La legge elettorale è un’emergenza democratica ed anche il banco di prova sulle reali intenzioni di questo governo. Vuole essere conseguente con lo stato di eccezione che lo ha generato oppure ha voglia di tirare a campare? Se l’emergenza nazionale è insieme economica, politica ed istituzionale, mettere rimedio al porcellum non è meno urgente delle misure che si impongono per rilanciare lavoro e investimenti.
Un Paese senza un sistema elettorale conforme a Costituzione e riconosciuto dai cittadini è semplicemente privo di agibilità democratica. Orfano delle stesse precondizioni di una democrazia occidentale.
E sarebbe davvero grave se il nuovo esecutivo dovesse cedere alla tentazione di affidare la propria durata non all’utilità degli interventi urgenti cui è chiamato, ma alla oggettiva impossibilità di rimandarci alle urne con l’attuale legge elettorale. Grave ed odioso: ci sentiremmo sudditi- sequestrati più che cittadinigovernati.
Enrico Letta ne sembra consapevole avendolo messo tra le priorità nel discorso programmatico. A prescindere da eventuali e più complessive riforme meglio è comunque togliere di mezzo questa legge elettorale inguardabile e incostituzionale e far rivivere quella precedente (il mattarellum) che aveva dato buona prova di sé. Il nuovo premier ha ripetuto l’obiettivo anche nella sua prima apparizione televisiva intervistato da Fabio Fazio davanti a milioni di italiani.
Ora però si tratta di passare dalle parole ai fatti.
Purtroppo le ragioni per diffidare dei buoni propositi non mancano. I partiti tradizionali hanno dato prova di predicare bene e razzolare malissimo sul tema.

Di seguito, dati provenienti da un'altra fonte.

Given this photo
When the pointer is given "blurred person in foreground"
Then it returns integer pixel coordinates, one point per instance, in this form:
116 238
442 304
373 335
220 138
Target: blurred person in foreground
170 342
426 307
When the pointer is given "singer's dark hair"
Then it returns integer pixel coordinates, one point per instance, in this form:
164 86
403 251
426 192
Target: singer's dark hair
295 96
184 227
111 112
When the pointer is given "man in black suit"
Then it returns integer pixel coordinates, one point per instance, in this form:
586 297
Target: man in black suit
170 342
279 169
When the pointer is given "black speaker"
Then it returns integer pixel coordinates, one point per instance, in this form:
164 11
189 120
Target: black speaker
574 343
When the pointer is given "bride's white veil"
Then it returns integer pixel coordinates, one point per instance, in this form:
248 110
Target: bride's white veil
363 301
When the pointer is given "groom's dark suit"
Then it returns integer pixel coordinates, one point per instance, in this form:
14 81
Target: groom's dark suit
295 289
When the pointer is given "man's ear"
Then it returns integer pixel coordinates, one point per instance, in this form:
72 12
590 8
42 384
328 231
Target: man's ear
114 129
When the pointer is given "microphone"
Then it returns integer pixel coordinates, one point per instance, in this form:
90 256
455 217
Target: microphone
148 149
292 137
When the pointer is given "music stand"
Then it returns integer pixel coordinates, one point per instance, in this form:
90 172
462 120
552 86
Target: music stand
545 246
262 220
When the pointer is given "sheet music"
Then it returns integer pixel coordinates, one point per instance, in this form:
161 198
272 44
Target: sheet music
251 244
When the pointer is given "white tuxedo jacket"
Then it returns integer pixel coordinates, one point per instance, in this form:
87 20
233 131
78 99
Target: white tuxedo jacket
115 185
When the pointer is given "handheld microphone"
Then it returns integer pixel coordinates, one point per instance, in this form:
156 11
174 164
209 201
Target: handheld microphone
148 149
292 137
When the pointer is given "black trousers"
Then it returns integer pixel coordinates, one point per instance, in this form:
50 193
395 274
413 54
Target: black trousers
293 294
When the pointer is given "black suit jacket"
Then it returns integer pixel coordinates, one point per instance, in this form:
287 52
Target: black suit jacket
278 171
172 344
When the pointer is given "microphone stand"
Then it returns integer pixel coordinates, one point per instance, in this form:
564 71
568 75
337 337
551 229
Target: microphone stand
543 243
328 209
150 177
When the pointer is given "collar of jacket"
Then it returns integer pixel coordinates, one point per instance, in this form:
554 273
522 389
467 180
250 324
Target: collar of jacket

Si è fatto finta di lavorare alla riforma per poi offrire pannicelli caldi come improbabili primarie ridotte a foglie di fico per scelte di apparato che infatti gli elettori non hanno in alcun modo sentito come proprie. E si è finiti come apprendisti stregoni, paralizzati e sconfitti da quel porcellum di cui si sperava di approfittare.
Quanto ai nuovi arrivati, anche della effettiva volontà del Movimento Cinquestelle è lecito dubitare perché in realtà il porcellum calza a pennello a Beppe Grillo, in quanto azzera l’importanza dei candidati sul territorio ed esalta il ruolo del guru e padre- padrone.
Ed allora, contrariamente a quel che dice una superficiale retorica, la materia non sta nelle esclusive mani del Parlamento, ma all’iniziativa del governo che qui si gioca la carta preliminare della sua credibilità. Non è difficile intuire che ad agitare i sonni di ministri e sottosegretari vi sia che un cambiamento urgente delle legge elettorale finisca con l’agevolare un sollecito ritorno alle urne, ponendo ulteriormente in luce la scarsa legittimazione di un Parlamento di nominati, scempiato da un premio di maggioranza abnorme che alla Camera ha dato il 55 per cento dei seggi a partiti bocciati da oltre due italiani su tre.
Ma provvedere subito si deve perché alla fine ricondurre il Paese ad una normalità democratica dovrebbe essere la prima e più ambiziosa missione di questo esecutivo, pur coincidendo con l’esaurimento del suo compito di eccezione. Peraltro, come espressamente ammonito dal Consiglio di Europa, l’intervento sulle norme elettorali trova maggiore legittimazione proprio quando non ci si trova all’estremo ridosso di un ritorno alle urne, atteso che altrimenti è come cambiare le regole in corsa, per non dire che qualsivoglia ipotesi verrebbe a quel punto guardata con le sole lenti deformanti dei sondaggi di giornata.
Anche per questo il governo ha il dovere di garantire immediatamente, diremmo prima di ogni cosa, l’abolizione del porcellum. Che non può più essere bloccato dal dibattito su quale diverso sistema adottare. Nè può essere il paravento per forzare riforme costituzionali palingenetiche quanto confuse.
L’evidente incostituzionalità della norma attuale (segnalata di recente anche dal presidente della Consulta) giustifica pienamente un intervento con decreto d’urgenza che se non può spingersi a fare opzioni su sistemi diversi, può senz’altro abolire la norma-porcata ripristinando il mattarellum e costringendo il Parlamento a pronunciarsi nei 60 giorni imposti per la conversione del decreto.
Nessun tecnicismo elettorale è perfetto. Ed è decisiva la concreta prassi applicativa che ne fanno i partiti. Ma è certo che nessun sistema è peggiore di quello che noi abbiamo oggi. Superarlo è un obbligo prioritario di un governo che vuole essere di salvezza nazionale e che peraltro solo in questa fase di avvio può sperare di imporsi a partiti riottosi. Salvo non voglia replicare, persino in brutta copia con l’aggravante della spartizione partitica, la parabola non proprio esaltante del governo Monti.